[R] Integer / floating point question

Fri May 16 19:44:05 CEST 2008

On 5/16/2008 11:45 AM, Erik Iverson wrote:
> Marc -
> 
> Marc Schwartz wrote:
>> on 05/16/2008 09:56 AM Erik Iverson wrote:
>>> Dear R-help -
>>>
>>> I have thought about this question for a bit, and come up with no 
>>> satisfactory answer.
>>>
>>> Say I have the numeric vector t1, given as
>>>
>>> t1 <- c(1.0, 1.5, 2.0, 2.5, 3.0)
>>>
>>> I simply want to reliably extract the unique integers from t1, i.e., 
>>> the vector c(1, 2, 3).  This is of course superficially simple to 
>>> carry out.
>> 
>> Use modulo division:
>> 
>>  > t1[t1 %% 1 == 0]
>> [1] 1 2 3
>> 
>> or
>> 
>>  > unique(t1[t1 %% 1 == 0])
>> [1] 1 2 3
> 
> Yes, that is one of the solutions.  However, can I be sure that, say,
> 
> 2.0 %% 1 == 0
> 
> The help page for '%%' addresses this a bit, but then caveats it with 
> 'up to rounding error', which is really my question.  Is there ever 
> 'rounding error' with 2.0 %% 1 as opposed to 2 %% 1?

If you enter them as part of your source, then 2.0 and 2 are guaranteed 
to be the same number, because both are exactly representable as the 
ratio of an integer and a power of 2:  2/2^0, or 1/2^(-1).  (There are 
limits on the range of both the numerator and denominator for this to 
work, but they are quite wide.)

If you calculate them, e.g. as 0.2*10, then there is no guarantee, and 
the results may vary from machine to machine.  This is because 0.2 is 
*not* representable as an integer over a power of two.  It will likely 
be represented to 52 or 53 bit precision, but with some 
compiler/hardware combinations, you might get 64 bit (or other) 
precision in intermediate results.  I don't think R currently does this, 
but I wouldn't be very surprised if there were situations where it did.

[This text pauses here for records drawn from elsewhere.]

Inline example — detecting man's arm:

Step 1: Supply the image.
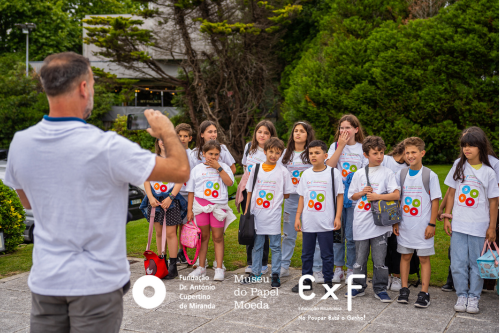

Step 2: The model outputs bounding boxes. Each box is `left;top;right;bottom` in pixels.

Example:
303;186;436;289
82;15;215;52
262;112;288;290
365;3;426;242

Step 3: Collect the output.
16;190;31;209
144;110;190;183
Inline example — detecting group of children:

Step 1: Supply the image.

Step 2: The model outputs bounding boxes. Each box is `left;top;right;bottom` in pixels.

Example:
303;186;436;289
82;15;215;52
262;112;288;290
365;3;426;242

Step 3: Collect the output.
145;115;498;313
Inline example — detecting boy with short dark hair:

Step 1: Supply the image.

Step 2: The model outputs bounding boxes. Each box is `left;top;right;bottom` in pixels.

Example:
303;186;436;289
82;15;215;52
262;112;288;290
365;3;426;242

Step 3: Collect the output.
292;140;344;292
346;136;400;302
393;137;441;308
242;137;294;288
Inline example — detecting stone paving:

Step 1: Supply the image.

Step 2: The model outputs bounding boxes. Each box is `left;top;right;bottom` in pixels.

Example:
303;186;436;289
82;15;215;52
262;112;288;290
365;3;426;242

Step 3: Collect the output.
0;258;499;333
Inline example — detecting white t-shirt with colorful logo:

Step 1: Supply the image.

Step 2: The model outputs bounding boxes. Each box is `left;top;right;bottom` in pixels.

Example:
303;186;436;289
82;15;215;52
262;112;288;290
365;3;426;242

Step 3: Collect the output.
444;161;498;237
281;149;312;194
241;143;266;173
396;169;441;249
328;142;368;180
186;162;234;204
297;166;344;232
246;162;295;235
348;165;400;241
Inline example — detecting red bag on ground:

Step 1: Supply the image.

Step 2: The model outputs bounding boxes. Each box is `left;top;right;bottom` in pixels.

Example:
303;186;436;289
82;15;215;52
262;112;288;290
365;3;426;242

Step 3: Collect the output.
144;207;168;279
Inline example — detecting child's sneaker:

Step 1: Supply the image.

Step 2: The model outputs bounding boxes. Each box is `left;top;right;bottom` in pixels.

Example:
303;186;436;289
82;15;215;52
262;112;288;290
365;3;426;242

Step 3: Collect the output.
453;296;467;312
332;267;344;283
240;273;262;284
345;269;353;284
271;273;281;288
344;289;365;298
388;276;401;291
313;272;325;284
280;267;290;277
467;297;479;313
188;266;207;277
415;291;431;308
214;268;224;281
398;287;410;304
375;291;392;303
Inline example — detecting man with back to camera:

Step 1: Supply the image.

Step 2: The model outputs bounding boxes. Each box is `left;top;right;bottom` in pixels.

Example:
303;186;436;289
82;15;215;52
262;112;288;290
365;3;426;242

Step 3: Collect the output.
5;52;189;332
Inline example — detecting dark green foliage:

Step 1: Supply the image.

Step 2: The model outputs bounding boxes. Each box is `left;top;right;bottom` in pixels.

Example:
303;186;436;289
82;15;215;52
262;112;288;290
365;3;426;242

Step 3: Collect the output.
284;0;499;163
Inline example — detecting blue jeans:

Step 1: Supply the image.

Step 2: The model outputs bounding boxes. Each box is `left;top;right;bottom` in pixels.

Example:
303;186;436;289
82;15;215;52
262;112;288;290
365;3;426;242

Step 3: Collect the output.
281;194;322;272
450;231;485;299
333;206;356;269
252;234;281;276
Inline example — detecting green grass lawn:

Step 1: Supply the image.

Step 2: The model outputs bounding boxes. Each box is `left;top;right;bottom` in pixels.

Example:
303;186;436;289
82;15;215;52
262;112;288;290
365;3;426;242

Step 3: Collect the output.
0;165;458;286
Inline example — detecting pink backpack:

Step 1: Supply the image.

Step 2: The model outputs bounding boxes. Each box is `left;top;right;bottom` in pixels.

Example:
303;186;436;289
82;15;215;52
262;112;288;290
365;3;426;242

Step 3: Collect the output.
181;217;201;265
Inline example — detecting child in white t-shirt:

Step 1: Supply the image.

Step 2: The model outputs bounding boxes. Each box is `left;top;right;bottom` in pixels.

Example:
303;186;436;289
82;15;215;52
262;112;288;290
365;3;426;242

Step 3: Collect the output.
242;138;294;288
186;140;236;281
346;136;400;302
292;140;344;292
393;137;441;308
444;132;498;313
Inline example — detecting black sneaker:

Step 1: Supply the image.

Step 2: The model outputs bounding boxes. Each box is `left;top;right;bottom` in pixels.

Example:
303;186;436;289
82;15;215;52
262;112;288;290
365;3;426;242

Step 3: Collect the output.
441;283;455;291
271;273;281;288
177;249;187;265
398;287;410;304
292;279;312;293
415;291;431;308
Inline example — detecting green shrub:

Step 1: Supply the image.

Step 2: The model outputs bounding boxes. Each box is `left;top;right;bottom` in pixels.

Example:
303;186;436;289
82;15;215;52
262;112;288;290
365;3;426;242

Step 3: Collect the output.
0;180;26;252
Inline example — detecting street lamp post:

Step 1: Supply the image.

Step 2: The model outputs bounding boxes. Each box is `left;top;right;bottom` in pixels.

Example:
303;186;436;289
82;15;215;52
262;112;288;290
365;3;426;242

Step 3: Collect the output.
14;23;36;76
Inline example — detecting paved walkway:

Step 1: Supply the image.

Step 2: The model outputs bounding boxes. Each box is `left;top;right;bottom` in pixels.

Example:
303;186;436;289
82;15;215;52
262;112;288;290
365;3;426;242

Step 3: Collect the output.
0;259;499;333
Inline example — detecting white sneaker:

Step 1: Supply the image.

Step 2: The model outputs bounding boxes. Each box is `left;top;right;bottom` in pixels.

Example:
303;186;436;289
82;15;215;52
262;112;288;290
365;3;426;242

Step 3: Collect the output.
332;267;344;283
467;297;479;313
212;260;226;270
453;296;467;312
345;269;353;284
313;272;325;284
280;267;290;277
214;268;224;281
391;276;401;291
188;266;207;277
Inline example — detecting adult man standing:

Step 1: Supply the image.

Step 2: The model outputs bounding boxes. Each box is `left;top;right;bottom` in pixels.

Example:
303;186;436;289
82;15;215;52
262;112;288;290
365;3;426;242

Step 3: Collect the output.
5;52;189;332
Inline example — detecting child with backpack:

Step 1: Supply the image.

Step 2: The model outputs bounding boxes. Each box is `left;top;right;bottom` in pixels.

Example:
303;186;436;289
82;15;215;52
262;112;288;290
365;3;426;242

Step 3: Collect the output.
346;136;400;302
392;137;441;308
444;132;498;313
242;138;294;288
186;140;236;281
235;120;276;274
326;114;368;283
292;140;344;292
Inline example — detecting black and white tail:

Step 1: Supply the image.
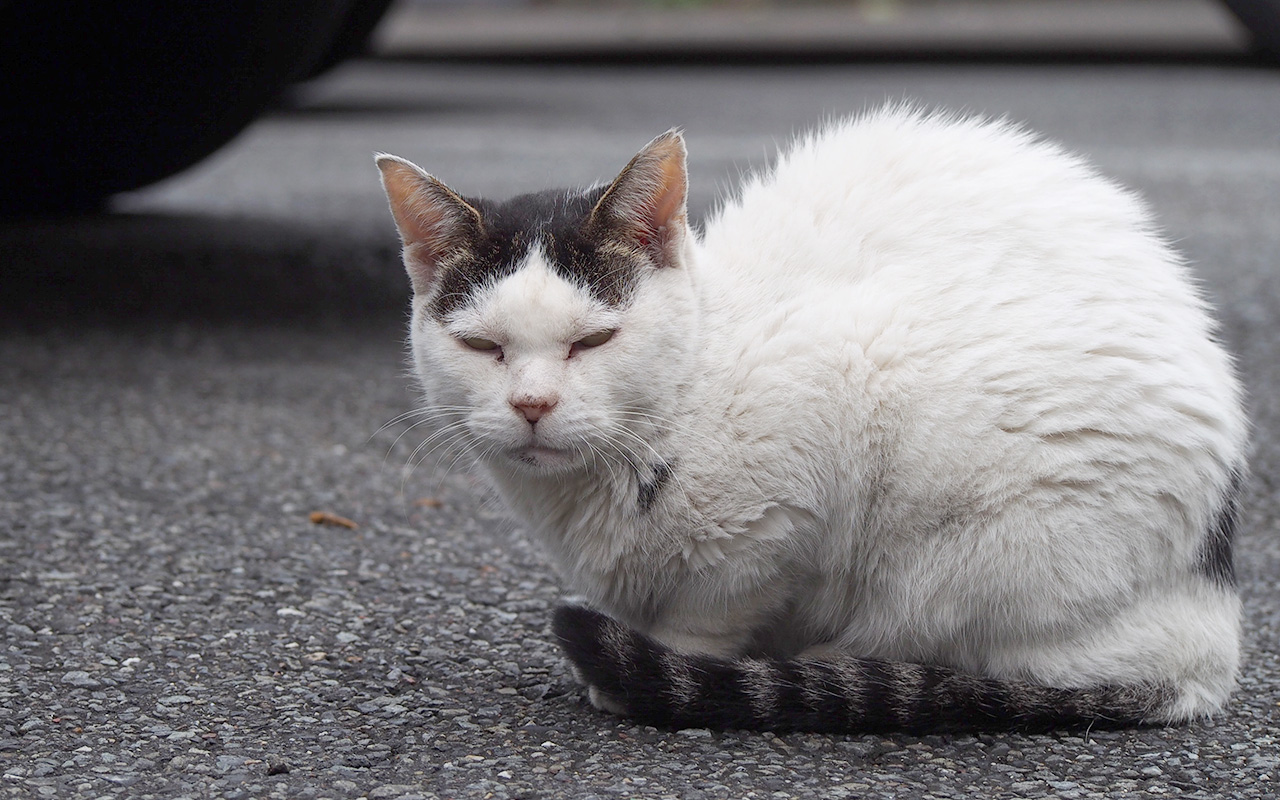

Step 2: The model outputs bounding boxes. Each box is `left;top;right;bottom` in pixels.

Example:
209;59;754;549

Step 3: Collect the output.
552;605;1171;733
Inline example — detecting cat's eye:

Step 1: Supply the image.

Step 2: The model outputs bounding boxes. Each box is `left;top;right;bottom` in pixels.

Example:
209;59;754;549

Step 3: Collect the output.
462;337;498;351
573;330;617;347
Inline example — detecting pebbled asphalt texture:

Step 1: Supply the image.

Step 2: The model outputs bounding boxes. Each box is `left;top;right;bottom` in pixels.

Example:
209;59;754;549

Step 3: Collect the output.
0;61;1280;800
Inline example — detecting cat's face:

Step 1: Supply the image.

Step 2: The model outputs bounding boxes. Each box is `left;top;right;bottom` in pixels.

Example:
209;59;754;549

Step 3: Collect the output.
379;134;695;472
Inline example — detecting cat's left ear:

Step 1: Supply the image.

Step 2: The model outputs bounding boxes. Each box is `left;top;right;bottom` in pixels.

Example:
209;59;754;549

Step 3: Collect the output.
589;128;689;266
375;154;484;296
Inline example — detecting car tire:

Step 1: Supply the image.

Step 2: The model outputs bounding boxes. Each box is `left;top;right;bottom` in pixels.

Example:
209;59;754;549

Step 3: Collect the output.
0;0;373;215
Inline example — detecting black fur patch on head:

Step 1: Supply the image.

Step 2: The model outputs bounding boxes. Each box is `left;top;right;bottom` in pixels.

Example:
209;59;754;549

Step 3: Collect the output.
1197;470;1244;586
429;186;641;320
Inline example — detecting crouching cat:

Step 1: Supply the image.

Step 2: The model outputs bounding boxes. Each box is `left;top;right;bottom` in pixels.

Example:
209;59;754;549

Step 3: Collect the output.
378;108;1247;731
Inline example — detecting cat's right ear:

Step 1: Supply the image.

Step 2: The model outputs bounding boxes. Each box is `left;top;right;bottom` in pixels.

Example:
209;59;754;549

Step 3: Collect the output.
375;152;483;294
590;128;689;266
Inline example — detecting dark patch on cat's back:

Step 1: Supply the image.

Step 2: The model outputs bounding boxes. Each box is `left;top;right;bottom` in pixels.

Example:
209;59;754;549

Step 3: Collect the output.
1196;470;1244;586
429;186;636;320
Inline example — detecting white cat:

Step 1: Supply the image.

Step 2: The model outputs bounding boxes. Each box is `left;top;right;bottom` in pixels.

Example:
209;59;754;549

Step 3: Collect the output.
378;108;1247;731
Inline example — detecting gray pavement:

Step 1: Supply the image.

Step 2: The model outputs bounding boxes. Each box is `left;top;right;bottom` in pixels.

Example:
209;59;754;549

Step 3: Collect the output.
0;51;1280;800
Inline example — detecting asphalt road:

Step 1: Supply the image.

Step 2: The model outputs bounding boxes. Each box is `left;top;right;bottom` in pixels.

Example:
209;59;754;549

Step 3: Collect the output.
0;57;1280;800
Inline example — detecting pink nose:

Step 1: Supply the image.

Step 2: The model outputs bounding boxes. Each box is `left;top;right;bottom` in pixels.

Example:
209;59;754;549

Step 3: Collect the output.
511;399;556;425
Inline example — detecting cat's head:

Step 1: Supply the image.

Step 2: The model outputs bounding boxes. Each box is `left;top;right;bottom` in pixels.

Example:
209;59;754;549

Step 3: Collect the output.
378;131;696;472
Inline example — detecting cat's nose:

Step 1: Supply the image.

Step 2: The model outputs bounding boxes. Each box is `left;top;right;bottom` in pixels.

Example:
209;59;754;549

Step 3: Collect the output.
511;399;556;425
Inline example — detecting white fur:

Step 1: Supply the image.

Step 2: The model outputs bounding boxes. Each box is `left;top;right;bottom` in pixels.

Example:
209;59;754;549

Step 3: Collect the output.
413;109;1247;719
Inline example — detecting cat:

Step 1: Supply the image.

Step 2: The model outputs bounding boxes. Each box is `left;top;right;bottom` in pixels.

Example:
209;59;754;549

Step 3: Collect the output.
376;106;1248;732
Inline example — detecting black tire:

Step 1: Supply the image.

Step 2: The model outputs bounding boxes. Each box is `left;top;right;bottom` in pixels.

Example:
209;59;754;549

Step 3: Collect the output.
307;0;392;78
0;0;358;214
1224;0;1280;60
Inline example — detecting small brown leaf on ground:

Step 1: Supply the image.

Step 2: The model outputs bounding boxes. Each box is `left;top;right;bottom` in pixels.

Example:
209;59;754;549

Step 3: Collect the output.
307;511;360;530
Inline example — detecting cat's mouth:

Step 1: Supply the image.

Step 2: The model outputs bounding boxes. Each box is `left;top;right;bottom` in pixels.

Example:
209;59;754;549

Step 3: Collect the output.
512;444;576;470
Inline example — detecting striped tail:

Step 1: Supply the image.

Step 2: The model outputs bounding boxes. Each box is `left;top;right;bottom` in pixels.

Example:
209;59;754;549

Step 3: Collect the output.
552;605;1171;733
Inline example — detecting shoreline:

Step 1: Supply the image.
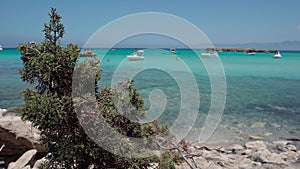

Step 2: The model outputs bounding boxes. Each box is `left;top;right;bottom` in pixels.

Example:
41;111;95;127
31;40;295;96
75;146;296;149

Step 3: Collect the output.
0;109;300;169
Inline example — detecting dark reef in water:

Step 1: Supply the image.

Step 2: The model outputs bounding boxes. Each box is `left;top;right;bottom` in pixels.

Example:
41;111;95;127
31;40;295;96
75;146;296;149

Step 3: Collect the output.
207;48;277;53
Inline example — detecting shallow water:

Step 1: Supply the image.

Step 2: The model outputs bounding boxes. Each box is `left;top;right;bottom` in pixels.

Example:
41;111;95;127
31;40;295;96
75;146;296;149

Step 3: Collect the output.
0;49;300;145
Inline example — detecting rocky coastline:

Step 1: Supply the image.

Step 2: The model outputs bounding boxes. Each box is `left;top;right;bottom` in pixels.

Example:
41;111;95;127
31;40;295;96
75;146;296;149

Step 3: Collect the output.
0;109;300;169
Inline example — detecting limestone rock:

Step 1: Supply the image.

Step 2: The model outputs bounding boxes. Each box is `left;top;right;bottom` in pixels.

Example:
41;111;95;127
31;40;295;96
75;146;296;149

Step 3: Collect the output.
245;141;267;150
22;165;31;169
32;157;47;169
249;135;264;140
8;149;37;169
0;113;45;158
251;150;287;166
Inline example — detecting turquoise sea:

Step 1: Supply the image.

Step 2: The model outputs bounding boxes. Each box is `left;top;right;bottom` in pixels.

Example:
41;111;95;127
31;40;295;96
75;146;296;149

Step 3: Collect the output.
0;49;300;145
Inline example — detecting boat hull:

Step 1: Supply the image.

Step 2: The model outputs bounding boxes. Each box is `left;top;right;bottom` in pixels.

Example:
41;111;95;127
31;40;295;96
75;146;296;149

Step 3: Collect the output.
127;55;144;61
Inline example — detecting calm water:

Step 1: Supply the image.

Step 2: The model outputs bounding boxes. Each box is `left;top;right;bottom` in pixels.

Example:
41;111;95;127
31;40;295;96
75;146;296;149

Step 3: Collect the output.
0;49;300;145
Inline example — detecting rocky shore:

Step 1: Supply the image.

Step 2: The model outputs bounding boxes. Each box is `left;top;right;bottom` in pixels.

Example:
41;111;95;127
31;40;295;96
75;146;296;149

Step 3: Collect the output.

There might be cases where R doesn't correctly convert literal numeric 
constants into the closest floating point value, but I think it would be 
considered a serious bug if it messed up small integers.

Duncan Murdoch

> 
>> 
>>> However, my question is related to R FAQ 7.31, "Why doesn't R think 
>>> these numbers are equal?" The first sentence of that FAQ reads, "The 
>>> only numbers that can be represented exactly in R's numeric type are 
>>> integers and fractions whose denominator is a power of 2."
>>>
>>> All the methods I've devised to do the above task seem to ultimately 
>>> rely on the fact that identical(x.0, x) == TRUE, for integer x.
>>>
>>> My assumption, which I'm hoping can be verified, is that, for example, 
>>> 2.0 (when, say, entered at the prompt and not computed from an 
>>> algorithm) is an integer in the sense of FAQ 7.31.
>>>
>>> This seems to be the case on my machine.
>>>
>>>  > identical(2.0, 2)
>>> [1] TRUE
>>>
>>> Apologies that this is such a trivial question, it seems so obvious on 
>>> the surface, I just want to be sure I am understanding it correctly.
>> 
>> Keep in mind that by default and unless specifically coerced to integer, 
>> numbers in R are double precision floats:
>> 
>>  > is.integer(2)
>> [1] FALSE
>> 
>>  > is.numeric(2)
>> [1] TRUE
>> 
>>  > is.integer(2.0)
>> [1] FALSE
>> 
>>  > is.numeric(2.0)
>> [1] TRUE
>> 
>> 
>> So:
>> 
>>  > identical(2.0, as.integer(2))
>> [1] FALSE
>> 
>> 
>> Does that help?
> 
> A bit, and this is the source of my confusion.  Can I always assume that 
> 2.0 == 2 when the class of each is 'numeric'?
> 
>> 
>> Marc Schwartz
> 
> ______________________________________________
> R-help at r-project.org mailing list
> https://stat.ethz.ch/mailman/listinfo/r-help
> PLEASE do read the posting guide http://www.R-project.org/posting-guide.html
> and provide commented, minimal, self-contained, reproducible code.